Litigation Value: No immediate employment law liability. Under the applicable statute of limitations in Pennsylvania, however, Andy’s seminar invitees would have up to two years in which to claim personal (digestive) injury caused by Kevin’s “off the rails” motivational display.
The Scranton Business Park was a busy place last night, with a number of visitors spending time in and around the halls of Dunder Mifflin/Sabre. The brief appearance of one of those visitors, Ricky Gervais, will no doubt fuel speculation about whether he is the heir apparent to Steve Carell. Coupled with the anticipated arrival of Will Ferrell — with or without more cowbell — that opening cameo should keep The Office prognosticators buzzing during the weeks ahead.

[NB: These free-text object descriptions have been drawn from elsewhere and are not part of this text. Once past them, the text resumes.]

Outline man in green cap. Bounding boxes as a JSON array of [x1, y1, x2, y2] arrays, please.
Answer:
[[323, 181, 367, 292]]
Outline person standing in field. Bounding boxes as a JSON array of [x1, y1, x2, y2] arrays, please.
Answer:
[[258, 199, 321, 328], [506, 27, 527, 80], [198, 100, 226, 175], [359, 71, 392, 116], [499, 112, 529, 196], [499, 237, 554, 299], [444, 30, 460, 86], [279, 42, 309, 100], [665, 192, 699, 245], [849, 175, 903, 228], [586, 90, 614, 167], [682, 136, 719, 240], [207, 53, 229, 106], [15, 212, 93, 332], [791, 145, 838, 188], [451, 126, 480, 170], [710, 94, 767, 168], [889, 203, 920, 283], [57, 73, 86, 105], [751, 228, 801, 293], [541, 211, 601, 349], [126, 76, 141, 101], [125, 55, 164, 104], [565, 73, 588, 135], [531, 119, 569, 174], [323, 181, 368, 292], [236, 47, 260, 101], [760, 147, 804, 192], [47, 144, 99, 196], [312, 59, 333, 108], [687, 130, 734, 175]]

For now, Michael Scott and the show’s other regular characters continue to offer up workplace antics worthy of commentary.
Coincidentally, “The Seminar” was (and is) the episode referred to in my last post, which described my set visit last October. Although some of the scenes I saw filmed — e.g., the post-breakup (re)naming of Holly’s goldfish, and a longer beverage order for Hank out in Dwight’s Caffeine Corner — ended up on the virtual cutting-room floor, the main storyline was familiar. In an effort to prop up his flagging sales, Andy (a/k/a “Nard Dog”) hosted a seminar for small business owners in the main conference room. What happened next invites discussion of both employee relations and employment law.
Teamwork. The success of any organization depends on the ability of its members to work together toward a common goal. As Andy learned, some team players walk the walk, while others only talk the talk.
When push came to shove, he was able to count on Creed (and his anatomical breakdown of “Nessie“), Kelly (and her Ivy League “connections”), and Kevin (and his Ozzy-inspired “charm”). Less reliable at seminar time were Dwight, Phyllis, and Stanley (all “jackals,” according to Darryl), Ryan (the commitment-phobe), and Jim (the “paper salesman genius” who spent most of the day hiding out from a former childhood friend). Meanwhile, Gabe’s Scrabble victory over the cadre of Erin, Oscar, and Pam showed that teamwork doesn’t always guarantee results. However, it’s a better approach than Dwight’s cynical view that he and his coworkers are “no more a team than the people staying in the same hotel are a team.”
But what about Michael — didn’t he (and Holly) go to bat for Andy during the seminar? Yes, but the employee relations points he earned may have been offset by the potential legal risk created by his alter ego, “Mikonos.”
Discrimination. Title VII of the Civil Rights Act of 1964 (like many analogous state statutes) prohibits employment discrimination on the basis of an employee’s national origin. The federal agency charged with enforcing that law has taken the position in litigation that such discrimination can include mimicking an employee’s accent. If any of Dunder Mifflin’s employees were of Greek ancestry, they might find Mikonos’ dialect — which Holly initially mistook as Italian — to be offensive. As Michael told Ricky Gervais (whose Chinese character was similarly problematic), his meaning may have had “nothing to do with making fun of a different nationality.” In a legal setting, however, his words and actions would be judged not by his subjective intent, but by the objective viewpoint of a “reasonable person.”
On a lighter note, and in closing, my fellow Ford & Harrison bloggers and I want to say thank you — or, in Mikonos’ tongue, “Ευχαριστώ!” — to all those who voted for That’s What She Said in the ABA Journal‘s latest “Blawg 100” contest. We’re proud to report that our blog garnered the second-highest number of votes among the 100 nominees. Unfortunately, the blog with the highest total happened to be in our same “For Fun” category. Despite our plea for Chicago-style voting among our supporters, we’ll probably accept the results and not resort to litigation. Besides, the Illinois courts are busy with other electoral disputes these days!